Rishad Tobaccowala, consultant, author, and former chief strategy officer at Publicis Groupe, raised the question of what a content company is now, and what it could look like in the future.
“In the United States, if you took the total number of people who watched the opening ceremonies of the Olympics, the Super Bowl, the Oscars and you combine them, that’s less traffic than Kyle Jenner gets on her Instagram,” Tobaccowala said. “Who’s a media company?”
Tobaccowala discussed four drivers of change and how they affect media companies. One of those drivers, technology, is already in its third connected age.
“We entered the first connected age when human beings basically started to connect to shop and they connected to discover,” Tobaccowala said. “In the modern world, we call that search and e-commerce.”

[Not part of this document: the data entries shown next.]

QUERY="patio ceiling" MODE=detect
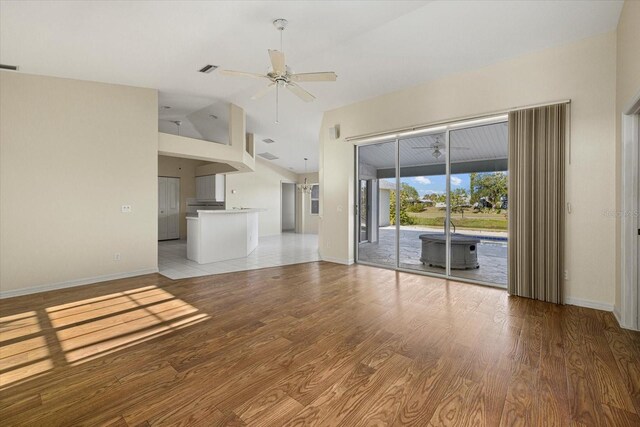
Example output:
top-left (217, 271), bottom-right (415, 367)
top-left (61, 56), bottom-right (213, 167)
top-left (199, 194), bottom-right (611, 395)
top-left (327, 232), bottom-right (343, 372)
top-left (358, 121), bottom-right (508, 178)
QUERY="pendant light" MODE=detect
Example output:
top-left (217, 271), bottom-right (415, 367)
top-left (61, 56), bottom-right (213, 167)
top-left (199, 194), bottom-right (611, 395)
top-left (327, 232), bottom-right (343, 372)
top-left (297, 158), bottom-right (312, 193)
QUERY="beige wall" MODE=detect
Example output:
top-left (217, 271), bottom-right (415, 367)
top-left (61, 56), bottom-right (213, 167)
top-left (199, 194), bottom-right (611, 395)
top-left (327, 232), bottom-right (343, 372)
top-left (319, 31), bottom-right (617, 308)
top-left (225, 158), bottom-right (299, 237)
top-left (0, 72), bottom-right (158, 296)
top-left (614, 0), bottom-right (640, 313)
top-left (158, 155), bottom-right (207, 240)
top-left (297, 173), bottom-right (320, 234)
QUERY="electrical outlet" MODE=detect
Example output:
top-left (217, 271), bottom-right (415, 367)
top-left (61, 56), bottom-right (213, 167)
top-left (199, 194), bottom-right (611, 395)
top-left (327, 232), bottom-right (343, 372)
top-left (114, 253), bottom-right (121, 261)
top-left (121, 205), bottom-right (132, 213)
top-left (564, 270), bottom-right (569, 280)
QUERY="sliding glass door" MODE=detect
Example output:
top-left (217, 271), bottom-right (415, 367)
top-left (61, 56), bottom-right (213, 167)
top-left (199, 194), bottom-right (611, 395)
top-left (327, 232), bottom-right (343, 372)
top-left (398, 131), bottom-right (447, 274)
top-left (355, 116), bottom-right (508, 288)
top-left (356, 139), bottom-right (397, 268)
top-left (448, 123), bottom-right (508, 286)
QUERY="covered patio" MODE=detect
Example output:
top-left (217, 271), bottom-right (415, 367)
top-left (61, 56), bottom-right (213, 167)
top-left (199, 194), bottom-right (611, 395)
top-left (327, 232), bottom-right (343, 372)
top-left (357, 121), bottom-right (508, 287)
top-left (358, 227), bottom-right (507, 286)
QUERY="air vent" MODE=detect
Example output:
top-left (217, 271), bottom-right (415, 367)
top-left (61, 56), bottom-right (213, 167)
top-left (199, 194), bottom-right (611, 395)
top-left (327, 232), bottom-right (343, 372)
top-left (0, 64), bottom-right (19, 71)
top-left (198, 64), bottom-right (218, 73)
top-left (262, 138), bottom-right (275, 144)
top-left (257, 152), bottom-right (279, 160)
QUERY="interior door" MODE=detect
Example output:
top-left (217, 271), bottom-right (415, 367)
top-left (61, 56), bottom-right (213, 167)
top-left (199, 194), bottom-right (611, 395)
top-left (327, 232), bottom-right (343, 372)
top-left (158, 177), bottom-right (168, 240)
top-left (158, 177), bottom-right (180, 241)
top-left (166, 177), bottom-right (180, 239)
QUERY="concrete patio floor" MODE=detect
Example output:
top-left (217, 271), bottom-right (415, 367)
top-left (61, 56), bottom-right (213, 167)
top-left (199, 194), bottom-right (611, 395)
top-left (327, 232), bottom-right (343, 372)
top-left (358, 228), bottom-right (507, 287)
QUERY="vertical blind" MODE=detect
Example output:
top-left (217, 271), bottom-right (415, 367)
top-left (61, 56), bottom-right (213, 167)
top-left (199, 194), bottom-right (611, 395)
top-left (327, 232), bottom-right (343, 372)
top-left (508, 103), bottom-right (566, 304)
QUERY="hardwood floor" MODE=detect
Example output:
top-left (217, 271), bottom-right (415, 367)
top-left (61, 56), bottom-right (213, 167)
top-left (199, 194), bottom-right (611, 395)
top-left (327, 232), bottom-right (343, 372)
top-left (1, 262), bottom-right (639, 426)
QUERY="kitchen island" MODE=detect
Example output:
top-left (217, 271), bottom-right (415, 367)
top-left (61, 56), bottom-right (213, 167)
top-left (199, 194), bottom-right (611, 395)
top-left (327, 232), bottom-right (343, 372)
top-left (186, 209), bottom-right (265, 264)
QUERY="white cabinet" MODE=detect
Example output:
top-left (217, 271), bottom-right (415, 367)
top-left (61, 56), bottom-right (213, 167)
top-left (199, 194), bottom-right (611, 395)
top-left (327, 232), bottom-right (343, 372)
top-left (215, 174), bottom-right (225, 202)
top-left (196, 174), bottom-right (225, 202)
top-left (158, 177), bottom-right (180, 240)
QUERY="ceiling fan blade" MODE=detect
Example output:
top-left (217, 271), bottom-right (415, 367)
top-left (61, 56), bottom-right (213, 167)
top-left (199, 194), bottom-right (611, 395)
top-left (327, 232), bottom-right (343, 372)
top-left (218, 69), bottom-right (268, 79)
top-left (290, 72), bottom-right (337, 82)
top-left (269, 49), bottom-right (285, 75)
top-left (250, 83), bottom-right (275, 100)
top-left (286, 83), bottom-right (315, 102)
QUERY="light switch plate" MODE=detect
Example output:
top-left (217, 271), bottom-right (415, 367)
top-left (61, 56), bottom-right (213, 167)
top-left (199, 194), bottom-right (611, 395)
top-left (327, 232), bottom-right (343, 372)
top-left (121, 205), bottom-right (132, 213)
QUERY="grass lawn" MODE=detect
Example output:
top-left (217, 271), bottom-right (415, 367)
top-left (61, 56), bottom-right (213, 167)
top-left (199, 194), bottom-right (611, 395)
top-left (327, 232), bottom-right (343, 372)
top-left (407, 207), bottom-right (508, 231)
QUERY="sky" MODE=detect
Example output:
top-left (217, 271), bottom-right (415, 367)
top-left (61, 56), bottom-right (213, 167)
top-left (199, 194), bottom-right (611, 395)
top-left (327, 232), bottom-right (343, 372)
top-left (383, 174), bottom-right (470, 197)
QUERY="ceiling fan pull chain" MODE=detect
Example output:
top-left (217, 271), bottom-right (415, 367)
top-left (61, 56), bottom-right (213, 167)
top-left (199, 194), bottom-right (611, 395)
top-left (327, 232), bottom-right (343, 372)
top-left (276, 83), bottom-right (279, 124)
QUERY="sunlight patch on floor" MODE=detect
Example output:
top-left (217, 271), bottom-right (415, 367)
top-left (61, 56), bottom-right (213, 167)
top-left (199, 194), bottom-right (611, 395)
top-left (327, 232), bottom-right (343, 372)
top-left (48, 286), bottom-right (210, 364)
top-left (0, 311), bottom-right (52, 388)
top-left (0, 286), bottom-right (209, 388)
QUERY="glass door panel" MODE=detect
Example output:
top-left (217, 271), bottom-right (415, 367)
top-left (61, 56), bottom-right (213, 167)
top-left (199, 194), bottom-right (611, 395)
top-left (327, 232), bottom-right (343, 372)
top-left (356, 140), bottom-right (397, 267)
top-left (398, 132), bottom-right (447, 274)
top-left (359, 180), bottom-right (369, 243)
top-left (448, 122), bottom-right (508, 286)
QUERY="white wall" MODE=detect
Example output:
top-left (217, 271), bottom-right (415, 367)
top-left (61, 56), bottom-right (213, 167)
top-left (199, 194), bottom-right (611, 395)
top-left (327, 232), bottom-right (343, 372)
top-left (0, 72), bottom-right (158, 297)
top-left (297, 173), bottom-right (320, 234)
top-left (319, 31), bottom-right (617, 308)
top-left (281, 183), bottom-right (296, 231)
top-left (379, 189), bottom-right (391, 227)
top-left (225, 158), bottom-right (299, 237)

The second connected age, he said, came in 2007 when we connected all the time and connected to everyone. We know these now as mobile and social.
“You know how much social media and search and mobile has impacted your businesses,” Tobaccowala said. “You ain't seen anything yet.”
Tobaccowala believes there will be an amazing reinvention of what the media landscape looks like in the next 1,000 days. That includes data writing software: “That’s how Netflix knows what TV show you want to watch before you know what TV show you want to watch.”
Stephen Dunbar-Johnson, president, international, at The New York Times, mirrored Tobaccowala’s sentiments and said news media companies must stop fearing technology.
“You need a full embrace of technology and everything that it offers,” Dunbar-Johnson said. “And understand that it’s a constant evolution. You have to always be in beta.”
An investment in journalism paired with the right tech and distribution strategy has allowed the Times to find many new routes to monetisation, including audio — such as the highly successful Daily podcast — and apps like the games and cooking apps.
“If you look at the intellectual property you own and generate, ask yourself, what can you monetise? The more you invest in high-quality journalism, today you can find interesting ways to monetise it,” Dunbar-Johnson said. “But none of this happens unless you have high-quality content.”